Denn auch hierzulande halten prominente Forscherinnen wie die Virologin Isabella Eckerle einen neuerlichen Lockdown für alternativlos, während manche Hausärzte ganz andere Töne anschlagen. Josef Widler, Präsident der Zürcher Ärztegesellschaft, sagt etwa: «Mit dem Hammer kommen Sie gegen eine Pandemie nicht an.» Gefragt sei ein Rezept, das langfristig funktioniere.
Alle Hoffnungen auf eine baldige Entwicklung eines Impfstoffs zu setzen, hält er für falsch. «Wenn wir bald einen haben, ist das ein Geschenk. Wir sollten aber für die andere, wahrscheinlichere Variante planen.» Und dies bedeute, dass man Lokale nicht auf unbestimmte Zeit schliessen und nicht jede Kontaktperson amtlich befragen könne.
Er rate seinen Patienten jeweils, sich im Zweifelsfall so zu verhalten, als ob sie ansteckend wären. «Es nützt nichts, immer neue Massnahmen zu erfinden. Am wichtigsten sind und bleiben die Distanz- und Hygieneregeln – sowie in gewissen Situationen das Tragen einer Maske.» Ausser den Pflege- und Betreuungsbedürftigen habe es jeder selber in der Hand, sich nicht anzustecken, so Widler.
Eine Gruppe von über hundert kritisch eingestellten Medizinern hat dem Bundesrat bereits im Zuge der ersten Welle einen offenen Brief geschrieben und eine Lockerung der Massnahmen verlangt. Der Leiter der Gruppe, die sich «Ärzte mit Blick aufs Ganze» nennt, ist Daniel Holtz, Gefässspezialist in Rapperswil und Belegsarzt am Spital Walenstadt.
Holtz betont, er sei kein Corona-Skeptiker, gewisse Präventionsmassnahmen seien nötig. Aus seiner Sicht sei aber noch «zu viel Luft im System», die Kollateralschäden für die Wirtschaft und die Einzelnen seien weiterhin erheblich. Gleichzeitig sei er positiv überrascht, «dass der Bundesrat es sich verkneifen konnte, in einen Aktivismus zu verfallen wie Deutschland oder Frankreich».

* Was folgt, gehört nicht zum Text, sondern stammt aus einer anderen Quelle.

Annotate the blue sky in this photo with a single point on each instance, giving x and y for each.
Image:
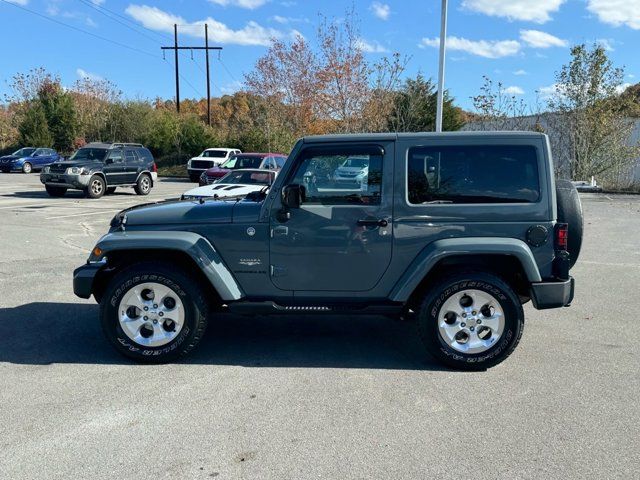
(520, 43)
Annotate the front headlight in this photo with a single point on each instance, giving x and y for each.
(77, 171)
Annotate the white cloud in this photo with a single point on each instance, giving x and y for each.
(622, 88)
(380, 10)
(513, 90)
(84, 74)
(534, 11)
(538, 39)
(617, 12)
(482, 48)
(249, 4)
(371, 47)
(156, 19)
(606, 43)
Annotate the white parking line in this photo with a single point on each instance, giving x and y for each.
(106, 212)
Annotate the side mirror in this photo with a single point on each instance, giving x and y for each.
(293, 196)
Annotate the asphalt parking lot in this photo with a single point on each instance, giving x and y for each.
(309, 397)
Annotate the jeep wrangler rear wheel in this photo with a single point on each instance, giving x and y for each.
(153, 313)
(471, 321)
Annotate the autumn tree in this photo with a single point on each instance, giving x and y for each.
(414, 108)
(33, 128)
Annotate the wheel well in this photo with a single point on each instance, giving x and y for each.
(506, 267)
(119, 260)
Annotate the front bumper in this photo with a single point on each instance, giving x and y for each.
(83, 278)
(64, 180)
(554, 294)
(10, 167)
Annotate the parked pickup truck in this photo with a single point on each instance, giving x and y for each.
(455, 231)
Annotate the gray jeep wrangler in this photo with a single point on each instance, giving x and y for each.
(455, 231)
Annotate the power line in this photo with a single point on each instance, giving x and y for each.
(79, 29)
(103, 11)
(164, 36)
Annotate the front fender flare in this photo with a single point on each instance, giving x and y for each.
(448, 247)
(196, 246)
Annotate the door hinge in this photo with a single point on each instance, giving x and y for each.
(277, 271)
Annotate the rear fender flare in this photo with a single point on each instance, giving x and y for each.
(440, 249)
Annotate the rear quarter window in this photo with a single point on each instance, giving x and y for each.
(473, 174)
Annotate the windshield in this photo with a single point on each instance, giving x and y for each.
(214, 154)
(356, 163)
(243, 161)
(248, 178)
(89, 154)
(24, 152)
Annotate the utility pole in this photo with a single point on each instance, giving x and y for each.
(443, 40)
(206, 48)
(175, 45)
(206, 51)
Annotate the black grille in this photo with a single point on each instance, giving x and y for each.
(57, 168)
(204, 164)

Bevölkerung steht hinter Slowdown
Umfragen deuten darauf hin, dass die Schweizer Bevölkerung die Corona-Politik des Bundesrats grossmehrheitlich mitträgt. Laut dem am Freitag veröffentlichten «Corona-Monitor» des Forschungsinstituts Sotomo finden die sogenannten Slowdown-Massnahmen wie etwa die Sperrstunde in Gastrobetrieben oder die ausgedehnte Maskenpflicht bei den Befragten eine klare Mehrheit. Gespalten ist das Land, wenn es um die Möglichkeit des Circuit Breakers geht.
Für Marcel Tanner von der Corona-Taskforce ist es nichts als verständlich, dass Forscher und Hausärzte einen anderen Blick auf die Dinge haben: «Der eine modelliert an seinem Computer, was passieren könnte, wenn sich das Virus ungehindert ausbreitet. Und der andere sieht seinen Patienten, dem das Ausharren in der Zweizimmerwohnung psychisch stark zusetzt.»

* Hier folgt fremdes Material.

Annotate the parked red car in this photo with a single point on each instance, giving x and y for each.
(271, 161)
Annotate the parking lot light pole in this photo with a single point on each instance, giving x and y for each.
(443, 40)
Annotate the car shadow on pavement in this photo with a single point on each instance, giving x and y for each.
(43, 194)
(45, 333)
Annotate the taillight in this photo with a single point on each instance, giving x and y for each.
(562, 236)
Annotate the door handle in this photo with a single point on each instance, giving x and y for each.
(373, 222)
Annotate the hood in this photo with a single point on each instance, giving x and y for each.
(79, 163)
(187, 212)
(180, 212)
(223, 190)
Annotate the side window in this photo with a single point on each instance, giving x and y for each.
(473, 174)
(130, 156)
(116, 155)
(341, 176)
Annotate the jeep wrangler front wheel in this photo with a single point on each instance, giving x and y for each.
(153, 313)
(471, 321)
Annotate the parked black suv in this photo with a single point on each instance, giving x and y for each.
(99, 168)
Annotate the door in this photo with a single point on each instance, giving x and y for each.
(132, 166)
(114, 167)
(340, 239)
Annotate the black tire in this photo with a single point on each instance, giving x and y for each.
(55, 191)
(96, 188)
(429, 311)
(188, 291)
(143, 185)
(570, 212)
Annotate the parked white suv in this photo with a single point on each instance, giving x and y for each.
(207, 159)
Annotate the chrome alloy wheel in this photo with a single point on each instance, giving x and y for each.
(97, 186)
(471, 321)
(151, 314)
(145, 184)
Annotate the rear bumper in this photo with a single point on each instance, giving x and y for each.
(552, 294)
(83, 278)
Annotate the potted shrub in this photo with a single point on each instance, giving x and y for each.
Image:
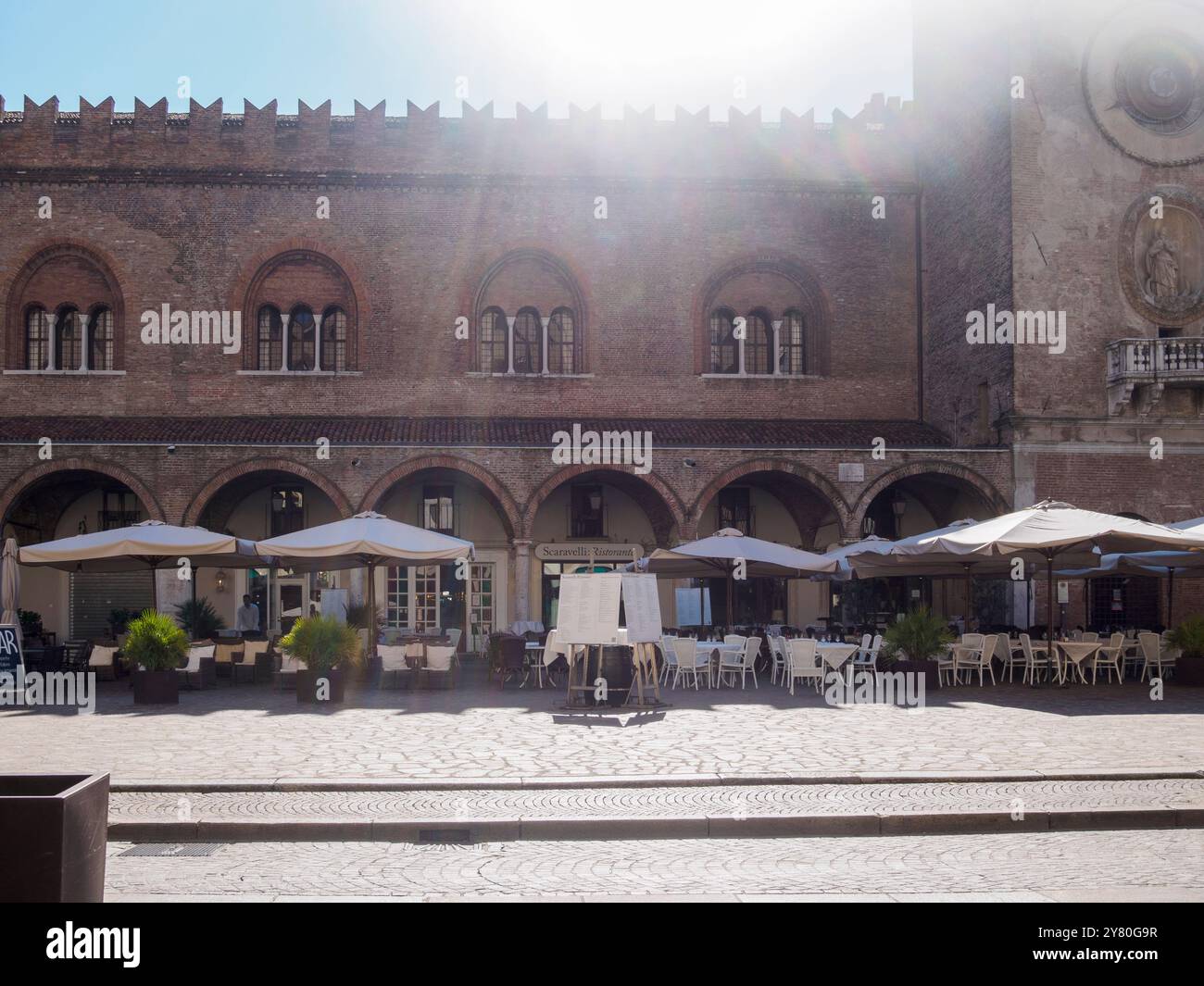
(913, 644)
(156, 646)
(329, 648)
(1188, 638)
(199, 619)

Fakt sei, dass bei Fallzahlen in der derzeitigen Höhe eine vollständige Eindämmung der Pandemie nicht mehr möglich sei. «Es kommt, nach und nach, zu einer Durchseuchung, zunächst zumindest in gewissen sozialen Blasen.» Das Ziel müsse nun sein, die Risikopatienten vor einer Infektion zu schützen und eine Überlastung des Gesundheitssystems zu verhindern. Dies funktioniert laut Tanner aber nur mit Massnahmen, «die die Bevölkerung versteht und so über längere Zeit durchhalten mag».
Tanner ist also ebenfalls einer, der sagt, man müsse mit dem Virus leben lernen. Und trotzdem, betont er, «dürfen wir uns jetzt nicht alle die Masken vom Gesicht reissen, weil unser Gesundheitssystem sonst zusammenbricht und dadurch unnötig hohe Opferzahlen und Kollateralschäden resultieren». Schweden stellt er, Stand heute, ein gutes Zeugnis aus: «Es ist ihnen gelungen, die Bevölkerung mitzunehmen, auch mit Massnahmen zur Reduktion der Kontakte, die strenger waren als jene der Schweiz.»